The Chair: Senator Dupuis will be our last questioner. You have two minutes, Senator Dupuis.

[Translation]

Senator Dupuis: My question goes to the representative from the nurses association, Ms. Nowgesic. I don’t know the situation in all the provinces, but, in Quebec, in a lot of Indigenous communities, the nurses are members of that community. I was wondering whether, with medical assistance in dying, that could pose any particular problems. With Indigenous police officers working in their own community, all kinds of particular problems have been experienced. I was wondering whether it is the same for nurses. With medical assistance in dying, could it pose particular problems for you, as a nurse in the community of which you are a member?

[English]

Ms. Nowgesic: Thank you, Senator Dupuis, for the question. In regards to Indigenous nurses at the community level, we know that currently under the First Nations and Inuit Health Branch, there are 672 nurses across Canada. We know that the majority of these nurses are from their home communities. We know that this causes additional problems because then that nurse becomes marked, and that’s why I said there needs to be meaningful protection of the conscious rights of health care workers. Are they going to be punished because they didn’t execute their duty as a nurse? Or will they be punished by the community people for taking a life?

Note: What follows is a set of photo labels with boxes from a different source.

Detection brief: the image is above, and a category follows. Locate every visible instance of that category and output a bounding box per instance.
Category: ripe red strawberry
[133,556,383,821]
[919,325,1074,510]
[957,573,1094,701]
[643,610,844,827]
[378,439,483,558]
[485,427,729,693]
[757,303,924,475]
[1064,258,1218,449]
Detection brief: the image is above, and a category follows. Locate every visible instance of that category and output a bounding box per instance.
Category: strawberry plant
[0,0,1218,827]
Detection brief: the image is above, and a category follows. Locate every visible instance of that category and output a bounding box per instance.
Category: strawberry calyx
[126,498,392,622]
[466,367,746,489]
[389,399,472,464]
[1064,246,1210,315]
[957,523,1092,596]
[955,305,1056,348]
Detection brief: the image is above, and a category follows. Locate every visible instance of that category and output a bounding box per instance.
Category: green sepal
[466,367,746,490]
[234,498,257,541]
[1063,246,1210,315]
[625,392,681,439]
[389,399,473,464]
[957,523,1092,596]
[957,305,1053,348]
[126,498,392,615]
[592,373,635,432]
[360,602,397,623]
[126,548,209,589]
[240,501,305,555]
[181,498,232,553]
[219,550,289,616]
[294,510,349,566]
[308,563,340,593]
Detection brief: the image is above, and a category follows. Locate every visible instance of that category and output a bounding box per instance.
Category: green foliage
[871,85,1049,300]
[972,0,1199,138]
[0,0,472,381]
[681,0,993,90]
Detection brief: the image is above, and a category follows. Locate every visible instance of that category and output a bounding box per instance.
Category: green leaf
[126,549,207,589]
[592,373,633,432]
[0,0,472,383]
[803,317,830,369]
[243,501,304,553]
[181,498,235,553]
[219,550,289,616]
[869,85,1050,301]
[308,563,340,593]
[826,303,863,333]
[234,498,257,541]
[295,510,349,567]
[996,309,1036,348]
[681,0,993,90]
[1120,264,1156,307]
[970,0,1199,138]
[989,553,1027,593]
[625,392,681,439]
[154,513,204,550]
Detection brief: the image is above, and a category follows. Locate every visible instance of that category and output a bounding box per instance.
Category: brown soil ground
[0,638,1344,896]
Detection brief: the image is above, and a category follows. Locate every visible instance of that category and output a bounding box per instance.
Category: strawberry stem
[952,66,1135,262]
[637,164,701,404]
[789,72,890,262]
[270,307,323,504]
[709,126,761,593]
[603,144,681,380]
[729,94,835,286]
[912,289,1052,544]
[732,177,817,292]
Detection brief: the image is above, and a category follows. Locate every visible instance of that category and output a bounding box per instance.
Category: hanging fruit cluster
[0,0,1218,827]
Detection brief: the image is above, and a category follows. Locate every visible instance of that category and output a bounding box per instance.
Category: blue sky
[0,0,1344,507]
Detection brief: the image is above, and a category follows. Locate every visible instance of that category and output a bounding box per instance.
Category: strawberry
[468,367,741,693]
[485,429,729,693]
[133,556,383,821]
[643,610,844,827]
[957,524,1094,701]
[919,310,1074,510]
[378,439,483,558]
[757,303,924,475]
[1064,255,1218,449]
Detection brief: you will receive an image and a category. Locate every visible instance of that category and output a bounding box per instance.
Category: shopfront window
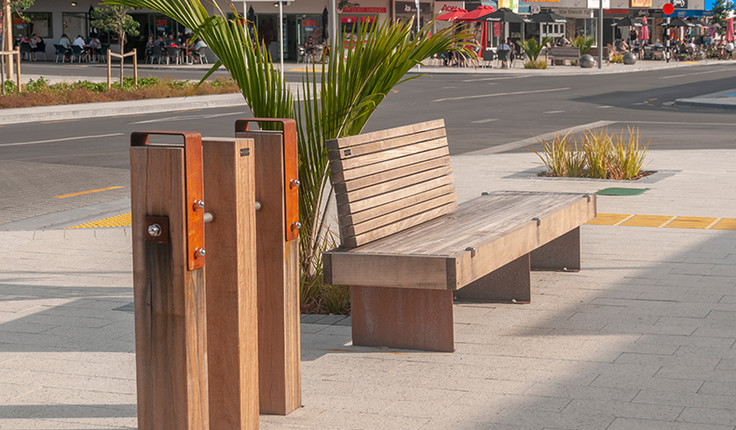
[61,12,89,40]
[13,12,54,39]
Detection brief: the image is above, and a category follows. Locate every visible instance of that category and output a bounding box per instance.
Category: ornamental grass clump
[532,128,649,180]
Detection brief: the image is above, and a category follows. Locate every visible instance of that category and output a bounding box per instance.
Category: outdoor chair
[147,45,163,64]
[483,49,496,67]
[496,49,511,67]
[54,44,71,63]
[20,42,33,61]
[71,45,87,63]
[166,46,179,64]
[192,46,209,64]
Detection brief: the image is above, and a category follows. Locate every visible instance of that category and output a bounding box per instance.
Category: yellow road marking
[665,216,718,229]
[619,215,675,227]
[41,118,81,124]
[67,212,131,229]
[586,214,633,225]
[710,218,736,230]
[54,186,125,199]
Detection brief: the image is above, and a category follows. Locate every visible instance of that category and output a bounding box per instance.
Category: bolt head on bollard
[580,54,595,69]
[148,223,163,237]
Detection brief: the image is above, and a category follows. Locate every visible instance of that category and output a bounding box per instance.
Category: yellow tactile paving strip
[665,216,718,229]
[619,215,675,227]
[586,213,736,230]
[67,213,132,229]
[67,213,736,230]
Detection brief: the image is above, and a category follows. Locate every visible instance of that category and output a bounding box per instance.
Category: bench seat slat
[325,192,595,290]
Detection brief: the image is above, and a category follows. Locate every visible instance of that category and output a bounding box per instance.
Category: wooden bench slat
[335,166,452,204]
[340,194,457,243]
[338,184,457,226]
[326,119,445,151]
[330,137,447,172]
[333,156,452,193]
[337,170,453,214]
[341,201,456,248]
[327,128,446,160]
[330,146,450,182]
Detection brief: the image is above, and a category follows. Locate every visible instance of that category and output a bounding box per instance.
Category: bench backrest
[547,46,580,57]
[327,120,457,248]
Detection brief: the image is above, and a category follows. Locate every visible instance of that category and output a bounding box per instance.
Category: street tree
[90,6,140,85]
[0,0,35,79]
[713,0,734,36]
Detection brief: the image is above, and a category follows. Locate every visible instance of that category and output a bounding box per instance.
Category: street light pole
[598,0,603,69]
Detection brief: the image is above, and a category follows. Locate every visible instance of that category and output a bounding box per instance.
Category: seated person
[31,33,46,60]
[304,36,314,55]
[72,34,87,58]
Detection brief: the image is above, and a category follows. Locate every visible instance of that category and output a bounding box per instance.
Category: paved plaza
[0,143,736,430]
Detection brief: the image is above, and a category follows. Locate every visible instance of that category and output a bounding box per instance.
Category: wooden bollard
[202,138,258,430]
[130,132,209,430]
[235,118,301,415]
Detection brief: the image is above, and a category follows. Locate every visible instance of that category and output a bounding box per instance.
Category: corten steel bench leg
[531,227,580,272]
[350,287,455,352]
[455,254,532,303]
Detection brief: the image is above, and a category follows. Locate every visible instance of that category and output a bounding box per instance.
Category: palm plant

That is why we are trying to say, put a pause on this situation until comprehensive consultation can be done. Quebec is a complex province with a number of varying issues and population in that province. You have Innu. You have Inuit. You have First Nations. You have on and off reserve.

How applicable is federal legislation, and do they mirror what is available under the provincial statutes for health regulation? We try to work with the Quebec Nurses’ Association, both non-Indigenous and Indigenous. We continue to try to strive for that happy medium. Thank you, Senator Dupuis.

Senator Dupuis: Thank you.

The Chair: We have learned a lot from all four of you. We wouldn’t have gotten this opportunity if it wasn’t for one of our committee members, Senator Boyer, who made sure you would be witnesses in this hearing. I want you to know we are much richer for your knowledge and in many other ways for your having participated. This won’t be our last time.

If there is anything else you think about in the next few weeks, please let the clerk know. We look forward to working with you. Thank you very much to all four of you.

Senators, this is the end of today’s panel. We will meet tomorrow morning at ten o’clock. Thank you.